Namun, “kita perlu mencari tahu di mana peluang terbaik” untuk melawan Alzheimer, kata Collins. Ia mencatat bahwa ahli jantung tidak menguji obat penurun kolesterol pada orang yang sudah hampir meninggal akibat gagal jantung.
Jelas bahwa penyakit Alzheimer secara diam-diam berkembang di otak dan membunuh sel-sel selama 10 tahun atau lebih sebelum gejalanya muncul, kata Dr. Reisa Sperling dari Harvard Medical School pada pertemuan tersebut. Dia menyebut periode itu sebagai kesempatan penting untuk mencoba menangkal penyakit tersebut, setidaknya untuk menunda kehilangan ingatan dan gejala lainnya.
Sudah 5,4 juta orang Amerika menderita Alzheimer atau demensia terkait. Jika tidak ada terobosan penelitian, angka-angka ini akan meningkat secara signifikan pada tahun 2050, ketika 16 juta orang Amerika diperkirakan menderita Alzheimer. Penyakit ini sudah menjadi pembunuh nomor enam dan belum ada obatnya. Perawatan hanya meredakan gejala tertentu untuk sementara.
Selain penderitaannya, penyakit ini merupakan penyakit yang menghabiskan anggaran Medicare, Medicaid, dan keluarga. Merawat penderita demensia akan menelan biaya $200 miliar pada tahun ini saja, dan $1 triliun pada tahun 2050, perkiraan Asosiasi Alzheimer. Bahkan angka yang mengejutkan itu tidak sepenuhnya mencerminkan jumlah korban jiwa. Penderitanya kehilangan kemampuan untuk melakukan aktivitas sehari-hari yang paling sederhana dan mungkin dapat bertahan hidup selama satu dekade atau lebih. Anggota keluarga memberikan sebagian besar perawatan, tidak dibayar, dan seringkali kesehatan mereka sendiri hancur karena stres.
Jadi Rencana Nasional Alzheimer, yang diwajibkan oleh Kongres, mengambil pendekatan dua arah: fokus pada pengobatan di masa depan ditambah bantuan untuk keluarga yang menderita saat ini.
“Ada fokus baru pada penyakit ini,” kata Donald Molds dari HHS kepada The Associated Press.
Di antara langkah pertama:
– Sebuah studi yang direncanakan senilai $8 juta mengenai semprotan hidung insulin yang menurut uji coba dapat membantu penyakit Alzheimer. Hal ini didasarkan pada semakin banyaknya bukti bahwa diabetes dan Alzheimer saling berkaitan, sehingga merusak cara otak bekerja. Semprotan hidung insulin dapat mencapai otak tanpa mempengaruhi kadar gula darah.

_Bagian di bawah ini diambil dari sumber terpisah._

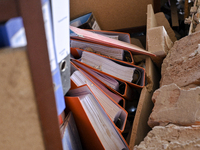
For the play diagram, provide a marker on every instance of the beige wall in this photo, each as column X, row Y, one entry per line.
column 112, row 14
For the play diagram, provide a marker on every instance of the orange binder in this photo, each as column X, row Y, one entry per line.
column 89, row 136
column 122, row 114
column 140, row 83
column 124, row 91
column 86, row 35
column 127, row 58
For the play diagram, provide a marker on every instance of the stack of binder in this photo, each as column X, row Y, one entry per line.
column 103, row 78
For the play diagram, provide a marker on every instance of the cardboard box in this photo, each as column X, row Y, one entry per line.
column 112, row 14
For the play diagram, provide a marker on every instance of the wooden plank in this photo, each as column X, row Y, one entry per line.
column 31, row 11
column 140, row 127
column 20, row 122
column 8, row 9
column 151, row 19
column 112, row 14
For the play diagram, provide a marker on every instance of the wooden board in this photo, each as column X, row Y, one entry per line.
column 20, row 122
column 112, row 14
column 140, row 127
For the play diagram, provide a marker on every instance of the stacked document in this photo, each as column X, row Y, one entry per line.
column 112, row 109
column 97, row 130
column 116, row 53
column 108, row 66
column 111, row 82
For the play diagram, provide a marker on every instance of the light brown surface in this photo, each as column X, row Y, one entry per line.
column 157, row 40
column 171, row 137
column 162, row 21
column 175, row 105
column 140, row 127
column 182, row 64
column 20, row 125
column 112, row 14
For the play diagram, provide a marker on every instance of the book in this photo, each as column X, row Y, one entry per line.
column 69, row 134
column 116, row 86
column 118, row 99
column 108, row 52
column 56, row 76
column 115, row 112
column 61, row 33
column 85, row 35
column 129, row 73
column 96, row 130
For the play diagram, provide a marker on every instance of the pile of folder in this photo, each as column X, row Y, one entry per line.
column 104, row 79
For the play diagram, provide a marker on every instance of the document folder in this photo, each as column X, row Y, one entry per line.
column 124, row 90
column 116, row 113
column 96, row 130
column 60, row 102
column 60, row 19
column 105, row 51
column 96, row 38
column 139, row 83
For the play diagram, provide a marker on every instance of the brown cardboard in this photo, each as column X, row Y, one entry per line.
column 20, row 124
column 112, row 14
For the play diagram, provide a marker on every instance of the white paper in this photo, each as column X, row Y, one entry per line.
column 60, row 13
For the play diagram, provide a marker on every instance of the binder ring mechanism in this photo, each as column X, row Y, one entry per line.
column 63, row 65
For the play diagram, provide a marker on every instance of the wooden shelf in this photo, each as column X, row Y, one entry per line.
column 31, row 12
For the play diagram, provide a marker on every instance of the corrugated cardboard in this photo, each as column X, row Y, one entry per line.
column 112, row 14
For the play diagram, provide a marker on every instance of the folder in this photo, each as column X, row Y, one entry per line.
column 60, row 19
column 87, row 21
column 69, row 134
column 97, row 38
column 98, row 63
column 105, row 51
column 117, row 98
column 122, row 36
column 59, row 96
column 116, row 113
column 124, row 90
column 96, row 130
column 12, row 33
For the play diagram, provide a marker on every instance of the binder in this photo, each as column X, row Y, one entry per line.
column 12, row 33
column 122, row 36
column 140, row 83
column 69, row 134
column 118, row 99
column 91, row 129
column 59, row 96
column 124, row 90
column 60, row 19
column 119, row 116
column 87, row 21
column 97, row 38
column 104, row 51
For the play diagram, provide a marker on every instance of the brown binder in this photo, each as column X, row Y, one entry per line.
column 121, row 122
column 124, row 90
column 88, row 134
column 127, row 58
column 140, row 83
column 86, row 35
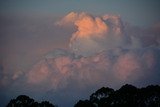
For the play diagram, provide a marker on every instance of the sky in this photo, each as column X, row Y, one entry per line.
column 63, row 51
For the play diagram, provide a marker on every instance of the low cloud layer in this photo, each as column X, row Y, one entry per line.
column 102, row 51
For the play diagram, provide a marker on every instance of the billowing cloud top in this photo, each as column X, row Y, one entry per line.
column 94, row 34
column 103, row 51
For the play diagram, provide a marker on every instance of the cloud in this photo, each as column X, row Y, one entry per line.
column 103, row 51
column 94, row 34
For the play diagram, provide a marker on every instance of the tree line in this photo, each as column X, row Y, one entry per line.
column 126, row 96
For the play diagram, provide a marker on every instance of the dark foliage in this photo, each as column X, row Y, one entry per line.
column 126, row 96
column 25, row 101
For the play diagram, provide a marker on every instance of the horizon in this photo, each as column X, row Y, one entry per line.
column 56, row 49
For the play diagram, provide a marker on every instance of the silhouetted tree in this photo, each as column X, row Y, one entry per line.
column 25, row 101
column 126, row 96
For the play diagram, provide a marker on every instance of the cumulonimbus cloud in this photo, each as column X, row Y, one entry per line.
column 94, row 34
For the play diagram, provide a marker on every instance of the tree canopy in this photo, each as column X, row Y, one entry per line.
column 26, row 101
column 126, row 96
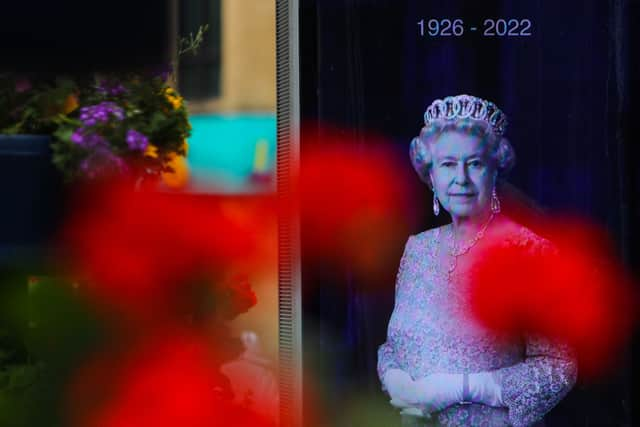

NIH juga menyumbangkan $16 juta untuk penelitian internasional mengenai apakah pengobatan yang menargetkan amiloid, plak otak khas Alzheimer, dapat mencegah penyakit tersebut. Penelitian ini akan mencakup orang-orang yang secara genetik paling berisiko terkena penyakit ini, termasuk orang Amerika dan kelompok unik di Kolombia.
— Pemerintah akan mulai memberikan pelatihan kepada dokter dan penyedia layanan kesehatan lainnya tentang cara terbaik merawat pasien dan keluarga mereka.
Selain langkah-langkah awal, rencana tersebut juga menjabarkan cara-cara pemerintah federal dan negara bagian serta organisasi swasta dan nirlaba dapat bekerja sama untuk melawan Alzheimer – mulai dari meningkatkan diagnosis dini hingga menciptakan lebih banyak sumber daya untuk membantu keluarga dengan perawatan jangka panjang bagi orang-orang yang mereka cintai di rumah.
Berdasarkan pemberitaan Associated Press.